Page 76 of Inked Adonis

Maybe because in the weeks I’ve known him, Samuil Litvinov has never lied to me. He’s hidden things, yes. Kept secrets that could fill Lake Michigan. But he’s never made promises he couldn’t keep.

It’s more than I can say for the laws my father swore to uphold, or the justice system that was supposed to protect people like me.

“Be careful,” I whisper.

Sam’s lips twist. “Always am, little fighter.” He brushes a kiss across my forehead that feels like a brand. “Try not to stage any revolutions while I’m gone.”

Then he’s striding toward the door, already barking orders into his phone, leaving me with an anxious dog and the sinking feeling that I’m falling for exactly the kind of man I should be running from.

But maybe that’s the thing about falling: by the time you realize it’s happening, it’s already too late to stop.

26

SAMUIL

Victory tastes like blood and smells like bullshit.

I lean against my office window, watching the Chicago skyline blur into twilight while I replay every detail of yesterday’s shelter visit in my head.

Each moment had been orchestrated, every reaction cataloged and analyzed. The way Nova’s shoulders tensed when she spotted Martinez outside. The way her breath hitched, her pupils dilated with pure, unfiltered terror at the sight of her father’s old drinking buddy.

You can’t fake that kind of visceral fear response. I’ve seen enough people try.

But it was Nova’s interaction with Susan, the shelter director, that sealed it. The genuine respect in Susan’s eyes when she greeted Nova. The easy familiarity as Nova walked around, rattling off the names and histories of every damaged creature in the place. The way her entire being lit up when she talked about rehabilitation success stories.

You can’t fake that kind of authenticity, either. Not even Katerina, master manipulator that she is, could pull off that level of genuine connection.

My fingers trace the cold glass, remembering the warmth of Nova’s small hand in mine as we toured the facility. She’d been so focused on the animals that she hadn’t noticed the calculated nature of our visit. Hadn’t realized that every moment was a test she was passing with flying colors.

She aced it.

My test is yet to come.

Because now that I know Nova isn’t playing me, I have to decide what the fuck to do with her.

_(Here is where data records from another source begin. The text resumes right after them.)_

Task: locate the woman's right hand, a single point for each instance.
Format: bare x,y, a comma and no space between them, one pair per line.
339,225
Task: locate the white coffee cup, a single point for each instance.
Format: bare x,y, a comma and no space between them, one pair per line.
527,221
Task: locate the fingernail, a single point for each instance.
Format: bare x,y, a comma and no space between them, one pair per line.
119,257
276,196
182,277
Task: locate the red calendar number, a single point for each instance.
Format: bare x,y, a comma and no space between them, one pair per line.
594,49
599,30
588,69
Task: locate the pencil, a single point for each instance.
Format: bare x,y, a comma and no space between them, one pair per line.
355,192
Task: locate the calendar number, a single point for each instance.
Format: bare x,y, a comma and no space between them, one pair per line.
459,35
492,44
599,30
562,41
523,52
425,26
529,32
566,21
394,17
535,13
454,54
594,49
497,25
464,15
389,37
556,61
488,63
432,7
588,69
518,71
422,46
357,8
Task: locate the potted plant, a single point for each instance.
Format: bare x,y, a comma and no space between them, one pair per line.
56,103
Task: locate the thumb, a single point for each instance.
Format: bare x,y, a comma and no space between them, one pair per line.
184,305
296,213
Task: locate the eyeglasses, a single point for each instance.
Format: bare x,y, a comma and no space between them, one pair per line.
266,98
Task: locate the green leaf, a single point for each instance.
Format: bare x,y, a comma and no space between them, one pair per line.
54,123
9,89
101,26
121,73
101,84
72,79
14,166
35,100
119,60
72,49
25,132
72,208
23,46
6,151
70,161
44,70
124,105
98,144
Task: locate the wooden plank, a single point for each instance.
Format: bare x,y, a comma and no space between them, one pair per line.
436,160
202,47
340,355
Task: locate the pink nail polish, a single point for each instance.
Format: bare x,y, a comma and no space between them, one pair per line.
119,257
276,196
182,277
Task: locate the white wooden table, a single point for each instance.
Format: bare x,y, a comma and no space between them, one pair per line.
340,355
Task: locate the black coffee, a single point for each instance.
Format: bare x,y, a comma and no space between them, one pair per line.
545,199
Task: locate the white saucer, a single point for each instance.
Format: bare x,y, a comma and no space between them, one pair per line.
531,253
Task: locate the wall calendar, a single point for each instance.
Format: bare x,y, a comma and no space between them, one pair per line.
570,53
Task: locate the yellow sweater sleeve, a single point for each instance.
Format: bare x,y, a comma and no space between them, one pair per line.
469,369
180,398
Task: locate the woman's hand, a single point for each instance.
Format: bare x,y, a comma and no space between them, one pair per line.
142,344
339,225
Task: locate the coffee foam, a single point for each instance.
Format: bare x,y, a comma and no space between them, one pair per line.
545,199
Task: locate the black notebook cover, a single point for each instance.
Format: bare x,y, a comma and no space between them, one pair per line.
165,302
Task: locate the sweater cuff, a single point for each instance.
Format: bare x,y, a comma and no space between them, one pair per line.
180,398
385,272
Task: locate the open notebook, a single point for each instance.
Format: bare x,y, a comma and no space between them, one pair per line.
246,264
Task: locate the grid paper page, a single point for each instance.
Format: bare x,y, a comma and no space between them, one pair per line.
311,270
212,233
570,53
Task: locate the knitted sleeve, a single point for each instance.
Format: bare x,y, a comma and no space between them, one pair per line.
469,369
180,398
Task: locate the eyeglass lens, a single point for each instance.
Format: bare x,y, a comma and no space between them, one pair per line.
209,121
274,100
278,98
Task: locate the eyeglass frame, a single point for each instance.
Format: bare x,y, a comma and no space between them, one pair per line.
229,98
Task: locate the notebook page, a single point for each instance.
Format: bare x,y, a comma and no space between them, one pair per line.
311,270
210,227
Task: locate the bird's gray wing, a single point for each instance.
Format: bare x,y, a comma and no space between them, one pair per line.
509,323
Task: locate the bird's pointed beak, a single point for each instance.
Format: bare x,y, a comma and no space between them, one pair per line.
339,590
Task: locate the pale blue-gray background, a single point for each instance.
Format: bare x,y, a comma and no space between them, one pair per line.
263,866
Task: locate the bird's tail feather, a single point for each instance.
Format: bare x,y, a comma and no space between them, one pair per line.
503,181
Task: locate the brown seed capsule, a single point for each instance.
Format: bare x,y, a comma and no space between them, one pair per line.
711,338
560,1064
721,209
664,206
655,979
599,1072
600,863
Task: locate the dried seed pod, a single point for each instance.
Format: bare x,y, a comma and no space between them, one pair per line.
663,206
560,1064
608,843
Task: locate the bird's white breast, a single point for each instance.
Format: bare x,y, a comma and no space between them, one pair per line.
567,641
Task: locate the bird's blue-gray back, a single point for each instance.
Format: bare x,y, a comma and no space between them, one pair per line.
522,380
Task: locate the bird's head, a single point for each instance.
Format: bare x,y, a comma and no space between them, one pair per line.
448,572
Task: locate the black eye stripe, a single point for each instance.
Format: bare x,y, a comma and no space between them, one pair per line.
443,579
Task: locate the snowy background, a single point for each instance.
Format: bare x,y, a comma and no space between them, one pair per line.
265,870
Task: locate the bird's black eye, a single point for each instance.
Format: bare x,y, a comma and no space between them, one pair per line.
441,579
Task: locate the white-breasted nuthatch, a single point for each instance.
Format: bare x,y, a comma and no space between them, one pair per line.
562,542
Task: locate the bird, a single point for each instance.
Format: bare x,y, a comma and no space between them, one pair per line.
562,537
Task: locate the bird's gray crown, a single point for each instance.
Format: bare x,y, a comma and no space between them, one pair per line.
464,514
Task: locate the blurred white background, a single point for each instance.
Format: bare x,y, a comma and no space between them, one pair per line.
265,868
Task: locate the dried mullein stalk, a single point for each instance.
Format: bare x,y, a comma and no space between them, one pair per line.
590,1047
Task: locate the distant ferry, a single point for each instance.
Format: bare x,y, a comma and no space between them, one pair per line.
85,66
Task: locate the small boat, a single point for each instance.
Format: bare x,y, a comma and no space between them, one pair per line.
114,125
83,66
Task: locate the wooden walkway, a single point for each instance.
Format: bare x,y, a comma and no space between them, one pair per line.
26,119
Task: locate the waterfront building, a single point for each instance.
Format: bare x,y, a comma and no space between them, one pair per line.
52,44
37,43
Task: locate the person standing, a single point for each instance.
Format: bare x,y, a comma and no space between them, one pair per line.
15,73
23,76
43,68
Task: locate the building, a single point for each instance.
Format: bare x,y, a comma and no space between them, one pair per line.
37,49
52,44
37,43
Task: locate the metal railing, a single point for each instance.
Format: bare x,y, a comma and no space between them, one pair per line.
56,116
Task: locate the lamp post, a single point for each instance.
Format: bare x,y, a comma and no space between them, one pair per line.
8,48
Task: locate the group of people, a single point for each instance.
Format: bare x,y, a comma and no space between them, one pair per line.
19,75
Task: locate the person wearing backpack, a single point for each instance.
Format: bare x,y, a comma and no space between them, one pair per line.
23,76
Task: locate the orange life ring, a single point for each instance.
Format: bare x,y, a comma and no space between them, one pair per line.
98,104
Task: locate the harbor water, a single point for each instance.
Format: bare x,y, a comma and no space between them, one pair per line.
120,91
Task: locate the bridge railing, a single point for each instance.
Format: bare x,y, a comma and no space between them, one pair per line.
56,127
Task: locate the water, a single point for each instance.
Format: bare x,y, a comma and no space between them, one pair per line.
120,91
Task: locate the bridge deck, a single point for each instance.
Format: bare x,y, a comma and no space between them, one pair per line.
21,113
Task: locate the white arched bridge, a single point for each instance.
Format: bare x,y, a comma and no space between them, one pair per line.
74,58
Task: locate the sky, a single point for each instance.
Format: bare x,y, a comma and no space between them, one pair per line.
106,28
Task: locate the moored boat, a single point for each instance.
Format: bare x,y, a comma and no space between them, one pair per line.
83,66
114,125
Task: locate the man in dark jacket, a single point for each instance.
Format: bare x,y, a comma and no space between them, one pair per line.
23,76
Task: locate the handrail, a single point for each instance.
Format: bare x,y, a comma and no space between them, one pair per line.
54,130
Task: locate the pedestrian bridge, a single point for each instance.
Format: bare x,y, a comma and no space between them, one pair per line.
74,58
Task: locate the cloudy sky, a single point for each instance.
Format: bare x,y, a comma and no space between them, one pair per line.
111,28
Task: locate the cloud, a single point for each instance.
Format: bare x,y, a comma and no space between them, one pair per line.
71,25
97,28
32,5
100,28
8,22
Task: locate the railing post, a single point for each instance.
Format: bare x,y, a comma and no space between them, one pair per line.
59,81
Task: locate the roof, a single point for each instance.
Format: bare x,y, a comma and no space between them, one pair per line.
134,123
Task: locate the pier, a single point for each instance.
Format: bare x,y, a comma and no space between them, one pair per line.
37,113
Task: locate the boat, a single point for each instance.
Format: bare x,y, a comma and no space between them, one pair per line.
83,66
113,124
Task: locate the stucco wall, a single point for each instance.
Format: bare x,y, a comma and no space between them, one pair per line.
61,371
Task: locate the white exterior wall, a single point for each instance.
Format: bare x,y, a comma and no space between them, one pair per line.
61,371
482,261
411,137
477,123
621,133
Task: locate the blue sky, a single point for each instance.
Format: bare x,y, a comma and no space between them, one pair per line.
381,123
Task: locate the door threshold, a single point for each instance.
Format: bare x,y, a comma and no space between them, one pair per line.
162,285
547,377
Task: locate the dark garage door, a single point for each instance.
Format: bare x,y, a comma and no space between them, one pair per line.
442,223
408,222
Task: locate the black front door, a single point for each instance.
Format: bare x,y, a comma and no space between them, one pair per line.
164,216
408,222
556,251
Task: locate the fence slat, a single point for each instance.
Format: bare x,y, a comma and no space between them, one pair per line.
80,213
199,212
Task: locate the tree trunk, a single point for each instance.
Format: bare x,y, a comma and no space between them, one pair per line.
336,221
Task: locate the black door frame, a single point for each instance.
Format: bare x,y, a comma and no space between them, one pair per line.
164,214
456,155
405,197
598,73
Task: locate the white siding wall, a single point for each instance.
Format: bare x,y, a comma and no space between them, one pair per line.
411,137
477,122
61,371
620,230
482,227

And the possessive hunger clawing at my insides suggests I’m already in deeper than I should be.

It’s not as if I don’t have plenty else that demands my attention. I should be handling the Andropov shitstorm right now. Three of my best men are down, their bodies cooling in Moscow morgues while Ilya slithers through Chicago’s underbelly like the snake he is.

Instead, I’m standing in my bedroom doorway like a lovesick teenager, watching Nova sleep.

She’s curled around my pillow, her dark hair spilling across the white cotton like spilled ink. Finally peaceful after hours of nervous pacing. It took hours, but eventually, once the vet left after bringing her to the penthouse, Ruby settled in at Nova’s feet. Not quite touching—not quite ready for that—but closer and calmer than either of them truly have a right to be.

Rufus lies between them. Protecting one, the other, or both—it’s impossible to tell for sure.

The sight does something to my chest that I refuse to examine too closely. Something that makes me want to crawl in beside her, wrap myself around her small frame, and tell the rest of the world to go fuck itself.

Dangerous thoughts for a man in my position.

My phone vibrates again. I don’t have to check to know what it says. Another body found. Another message that needs immediate attention. Another reminder that I don’t get to have normal things like watching a beautiful woman sleep in my bed.

Not so long as my fucking brother still draws breath.

But I can’t make myself move. Can’t tear my eyes away from the gentle rise and fall of her chest, the slight part of her lips, the way her fingers clutch my pillow like it’s an anchor in a storm.

Christ. I’m so utterly, completely fucked.

A soft sound escapes her throat and her eyelashes flutter. I brace myself for what comes next, knowing the peace of this moment is about to shatter like everything else in my life.

Those golden-brown eyes find me in the darkness, and the softness in them turns to iron.